Скромный повествователь обязан напомнить обо всем этом тому, кто перечитывает эту книгу, так как в апреле (мой любимый месяц) 1869 года (прямо скажем, не год чудес) в День Святого Георгия{13} (согласно сентиментальным воспоминаниям мадемуазель Ларивьер) Демон Вин женился на Акве Вин — из презрения и жалости, как нередко в жизни бывает.
Были ли эти чувства сдобрены чем еще? Марина в своей извращенности и из тщеславия утверждала в постели, что чувства Демона, должно быть, подогреты своеобразным «инцестным» (чтобы это ни значило) наслаждением (в смысле французского plaisir, которое, вдобавок, отдается сильным подрагиванием в крестце), когда он ласкал, смаковал, нежно раздвигал и осквернял, не будем говорить как, но восхитительно, плоть (une chair), являющуюся одновременно и плотью жены, и плотью любовницы, эти слитые воедино, ликующие прелести разделенной субстанции, Аквамарины в едином образе и в двух лицах, этого миража в эмирате, двуликого сердолика, вакханалию аллитераций эпителия.

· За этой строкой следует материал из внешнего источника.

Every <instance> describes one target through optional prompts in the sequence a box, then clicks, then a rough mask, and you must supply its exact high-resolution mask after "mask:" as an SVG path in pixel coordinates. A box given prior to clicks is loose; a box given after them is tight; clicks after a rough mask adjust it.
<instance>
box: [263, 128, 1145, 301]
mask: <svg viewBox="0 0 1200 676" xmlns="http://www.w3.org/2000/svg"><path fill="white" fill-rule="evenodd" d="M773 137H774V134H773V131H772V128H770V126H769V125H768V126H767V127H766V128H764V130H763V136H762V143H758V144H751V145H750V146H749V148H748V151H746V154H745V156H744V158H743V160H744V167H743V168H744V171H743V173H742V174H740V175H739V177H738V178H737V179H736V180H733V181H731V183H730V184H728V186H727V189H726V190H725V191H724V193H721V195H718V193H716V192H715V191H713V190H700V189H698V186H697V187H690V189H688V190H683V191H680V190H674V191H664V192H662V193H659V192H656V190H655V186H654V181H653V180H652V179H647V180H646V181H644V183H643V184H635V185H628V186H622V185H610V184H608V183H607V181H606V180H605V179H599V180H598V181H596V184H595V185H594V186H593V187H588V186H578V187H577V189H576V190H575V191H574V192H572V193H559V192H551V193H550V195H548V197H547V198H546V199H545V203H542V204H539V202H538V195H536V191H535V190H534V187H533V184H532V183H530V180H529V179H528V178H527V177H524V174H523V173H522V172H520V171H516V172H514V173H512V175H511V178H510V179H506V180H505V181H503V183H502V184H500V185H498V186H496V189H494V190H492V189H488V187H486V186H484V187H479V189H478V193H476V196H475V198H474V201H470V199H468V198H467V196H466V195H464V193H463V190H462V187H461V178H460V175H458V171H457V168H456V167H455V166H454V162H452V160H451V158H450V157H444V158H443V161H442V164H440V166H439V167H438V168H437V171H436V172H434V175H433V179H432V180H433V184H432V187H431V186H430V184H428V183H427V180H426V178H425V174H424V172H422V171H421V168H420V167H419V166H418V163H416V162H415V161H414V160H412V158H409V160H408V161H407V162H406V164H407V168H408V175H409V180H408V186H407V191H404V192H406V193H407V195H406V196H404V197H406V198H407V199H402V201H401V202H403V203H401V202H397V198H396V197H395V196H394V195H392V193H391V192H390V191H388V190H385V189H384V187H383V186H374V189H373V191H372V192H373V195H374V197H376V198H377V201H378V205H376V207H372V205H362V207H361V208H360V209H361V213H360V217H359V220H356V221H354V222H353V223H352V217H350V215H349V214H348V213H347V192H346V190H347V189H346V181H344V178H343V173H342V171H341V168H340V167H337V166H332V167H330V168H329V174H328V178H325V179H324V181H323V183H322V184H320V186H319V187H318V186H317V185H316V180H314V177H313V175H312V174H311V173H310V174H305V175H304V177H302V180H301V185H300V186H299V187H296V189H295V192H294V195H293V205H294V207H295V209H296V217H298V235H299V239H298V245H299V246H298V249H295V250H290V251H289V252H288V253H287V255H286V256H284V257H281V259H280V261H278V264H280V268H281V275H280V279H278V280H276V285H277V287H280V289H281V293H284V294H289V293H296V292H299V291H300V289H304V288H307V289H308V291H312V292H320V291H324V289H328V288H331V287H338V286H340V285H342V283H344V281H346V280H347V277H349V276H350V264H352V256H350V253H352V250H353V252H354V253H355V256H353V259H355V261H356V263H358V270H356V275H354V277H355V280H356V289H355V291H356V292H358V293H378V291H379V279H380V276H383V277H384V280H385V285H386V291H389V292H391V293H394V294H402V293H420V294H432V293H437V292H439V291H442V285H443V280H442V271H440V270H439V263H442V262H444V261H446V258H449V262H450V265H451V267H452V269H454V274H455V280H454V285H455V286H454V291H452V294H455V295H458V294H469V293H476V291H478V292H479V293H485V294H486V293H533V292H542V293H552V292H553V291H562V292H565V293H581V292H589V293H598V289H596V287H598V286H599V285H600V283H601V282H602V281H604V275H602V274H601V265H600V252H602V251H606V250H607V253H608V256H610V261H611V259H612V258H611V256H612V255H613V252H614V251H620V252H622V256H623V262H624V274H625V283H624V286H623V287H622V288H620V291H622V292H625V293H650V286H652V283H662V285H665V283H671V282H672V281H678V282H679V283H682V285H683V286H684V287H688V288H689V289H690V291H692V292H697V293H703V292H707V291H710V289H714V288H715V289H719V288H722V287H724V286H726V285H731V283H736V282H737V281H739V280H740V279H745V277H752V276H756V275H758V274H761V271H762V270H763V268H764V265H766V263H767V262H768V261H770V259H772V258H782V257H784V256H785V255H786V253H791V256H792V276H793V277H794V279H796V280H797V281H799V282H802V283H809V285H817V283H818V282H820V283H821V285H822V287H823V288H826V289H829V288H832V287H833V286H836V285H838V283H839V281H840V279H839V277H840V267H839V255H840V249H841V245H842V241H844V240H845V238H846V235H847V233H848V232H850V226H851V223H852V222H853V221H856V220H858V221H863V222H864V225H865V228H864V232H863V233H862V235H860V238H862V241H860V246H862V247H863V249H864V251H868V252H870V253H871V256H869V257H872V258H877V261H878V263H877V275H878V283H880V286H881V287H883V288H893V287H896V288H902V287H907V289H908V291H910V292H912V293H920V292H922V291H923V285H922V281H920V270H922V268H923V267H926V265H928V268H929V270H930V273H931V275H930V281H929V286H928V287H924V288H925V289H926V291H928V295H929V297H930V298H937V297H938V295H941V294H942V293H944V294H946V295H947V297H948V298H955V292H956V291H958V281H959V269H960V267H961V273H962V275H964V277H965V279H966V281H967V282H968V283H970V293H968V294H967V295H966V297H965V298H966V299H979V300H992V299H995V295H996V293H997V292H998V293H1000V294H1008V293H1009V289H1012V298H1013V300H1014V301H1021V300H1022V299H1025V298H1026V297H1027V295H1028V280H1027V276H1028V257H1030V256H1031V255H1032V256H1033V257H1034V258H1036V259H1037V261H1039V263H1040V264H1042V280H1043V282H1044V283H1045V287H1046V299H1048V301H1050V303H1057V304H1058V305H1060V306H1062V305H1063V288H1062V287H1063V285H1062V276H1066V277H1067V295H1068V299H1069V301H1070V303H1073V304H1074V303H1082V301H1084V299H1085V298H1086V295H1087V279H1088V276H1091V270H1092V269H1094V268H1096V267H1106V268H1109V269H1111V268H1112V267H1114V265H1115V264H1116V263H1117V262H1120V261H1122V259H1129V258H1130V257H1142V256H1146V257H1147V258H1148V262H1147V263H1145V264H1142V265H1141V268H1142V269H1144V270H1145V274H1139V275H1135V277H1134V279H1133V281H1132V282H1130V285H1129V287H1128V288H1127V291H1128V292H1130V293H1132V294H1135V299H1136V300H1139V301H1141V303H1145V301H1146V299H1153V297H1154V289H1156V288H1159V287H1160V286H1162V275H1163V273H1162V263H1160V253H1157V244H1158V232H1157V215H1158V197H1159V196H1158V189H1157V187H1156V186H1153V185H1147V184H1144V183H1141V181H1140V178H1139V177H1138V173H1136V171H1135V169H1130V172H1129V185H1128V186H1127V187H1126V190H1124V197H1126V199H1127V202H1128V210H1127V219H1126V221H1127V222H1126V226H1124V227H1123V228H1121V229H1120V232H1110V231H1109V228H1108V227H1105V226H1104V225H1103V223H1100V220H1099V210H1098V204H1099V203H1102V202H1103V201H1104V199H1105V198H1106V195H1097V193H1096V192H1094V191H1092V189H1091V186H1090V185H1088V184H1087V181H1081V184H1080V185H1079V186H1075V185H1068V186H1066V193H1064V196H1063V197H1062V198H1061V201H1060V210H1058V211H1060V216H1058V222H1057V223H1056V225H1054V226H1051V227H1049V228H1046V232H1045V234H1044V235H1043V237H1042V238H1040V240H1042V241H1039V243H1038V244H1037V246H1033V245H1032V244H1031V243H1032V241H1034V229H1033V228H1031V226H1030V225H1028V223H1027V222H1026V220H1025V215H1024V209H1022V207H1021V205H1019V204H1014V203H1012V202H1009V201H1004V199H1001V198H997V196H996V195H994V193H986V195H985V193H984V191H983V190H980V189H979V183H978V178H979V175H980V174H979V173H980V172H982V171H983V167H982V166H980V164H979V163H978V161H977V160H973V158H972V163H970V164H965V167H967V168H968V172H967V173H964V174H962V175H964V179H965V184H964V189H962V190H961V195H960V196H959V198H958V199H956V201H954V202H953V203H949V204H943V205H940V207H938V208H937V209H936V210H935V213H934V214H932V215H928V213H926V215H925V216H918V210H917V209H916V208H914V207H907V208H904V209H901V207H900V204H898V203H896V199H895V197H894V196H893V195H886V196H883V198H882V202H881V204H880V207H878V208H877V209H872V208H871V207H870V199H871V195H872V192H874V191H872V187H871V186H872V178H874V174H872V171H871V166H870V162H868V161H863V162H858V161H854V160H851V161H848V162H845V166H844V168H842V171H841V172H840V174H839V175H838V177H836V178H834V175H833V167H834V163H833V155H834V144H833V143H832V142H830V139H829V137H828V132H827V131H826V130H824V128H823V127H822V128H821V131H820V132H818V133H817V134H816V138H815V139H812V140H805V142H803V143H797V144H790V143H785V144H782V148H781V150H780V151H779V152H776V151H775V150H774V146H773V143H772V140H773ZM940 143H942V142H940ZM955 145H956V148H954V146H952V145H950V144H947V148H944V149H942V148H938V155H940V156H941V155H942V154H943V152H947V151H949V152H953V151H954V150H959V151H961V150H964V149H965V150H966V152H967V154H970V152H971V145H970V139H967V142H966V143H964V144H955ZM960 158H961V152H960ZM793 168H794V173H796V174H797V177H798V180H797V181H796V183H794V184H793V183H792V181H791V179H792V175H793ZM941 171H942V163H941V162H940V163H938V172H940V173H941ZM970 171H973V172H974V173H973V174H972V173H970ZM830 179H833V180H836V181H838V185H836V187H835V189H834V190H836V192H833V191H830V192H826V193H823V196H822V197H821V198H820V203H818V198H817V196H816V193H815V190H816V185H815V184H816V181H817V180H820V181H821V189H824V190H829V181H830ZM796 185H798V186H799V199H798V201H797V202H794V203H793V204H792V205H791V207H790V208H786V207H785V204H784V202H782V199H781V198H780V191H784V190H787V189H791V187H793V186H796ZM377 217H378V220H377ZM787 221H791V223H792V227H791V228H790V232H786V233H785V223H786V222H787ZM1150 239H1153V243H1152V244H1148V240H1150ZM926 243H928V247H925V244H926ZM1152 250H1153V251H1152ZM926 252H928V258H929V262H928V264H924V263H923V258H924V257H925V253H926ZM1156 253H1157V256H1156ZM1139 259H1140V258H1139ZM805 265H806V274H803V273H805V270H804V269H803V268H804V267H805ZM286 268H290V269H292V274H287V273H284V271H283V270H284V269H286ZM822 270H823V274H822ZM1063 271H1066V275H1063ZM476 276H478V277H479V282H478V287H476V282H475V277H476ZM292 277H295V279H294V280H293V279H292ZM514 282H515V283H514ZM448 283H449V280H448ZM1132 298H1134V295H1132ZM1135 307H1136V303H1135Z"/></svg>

Надо сказать, что Аква была не так хороша и гораздо более не в своем уме, нежели Марина. Четырнадцать лет несчастливого замужества стали для нее сперва прерывистой, а затем сплошной полосой пребываний в разных санаториях. Помечая эти биваки Аквы в ее Войне Миров, можно было бы довольно густо утыкать эмалевыми флажками с красным крестом небольшую карту европейской части Британского Содружества — скажем, от Ското-Скандинавии до Ривьеры, Алтаря и Палермонтовии, а также большую часть США, от Эстотии и Канадии до Аргентины. Одно время у нее были планы обрести хоть крохотку здоровья («умоляю, вместо сплошной черноты — хотя бы серого, чуть-чуть!») в таких англо-американских протекторатах, как Балканы и Индии, и, возможно, попытать счастья на двух южных континентах, подпадающих под наше совместное владение. Разумеется Татария, эта изолированная Геенна, простиравшаяся в то время от Балтийского и Черного морей до Тихого океана, туристам была недоступна, хотя названия «Ялта» и «Алтын-Таг»{14} притягивали странностью созвучий… Однако воистину прибежищем для Ады явилась Терра Прекрасная, и именно туда, верила она, суждено ей умчаться после смерти на длинных стрекозьих крыльях. Ее жалкие письмишки из приютов для душевнобольных порой имели такую подпись: «Мадам Щемящих Звуков».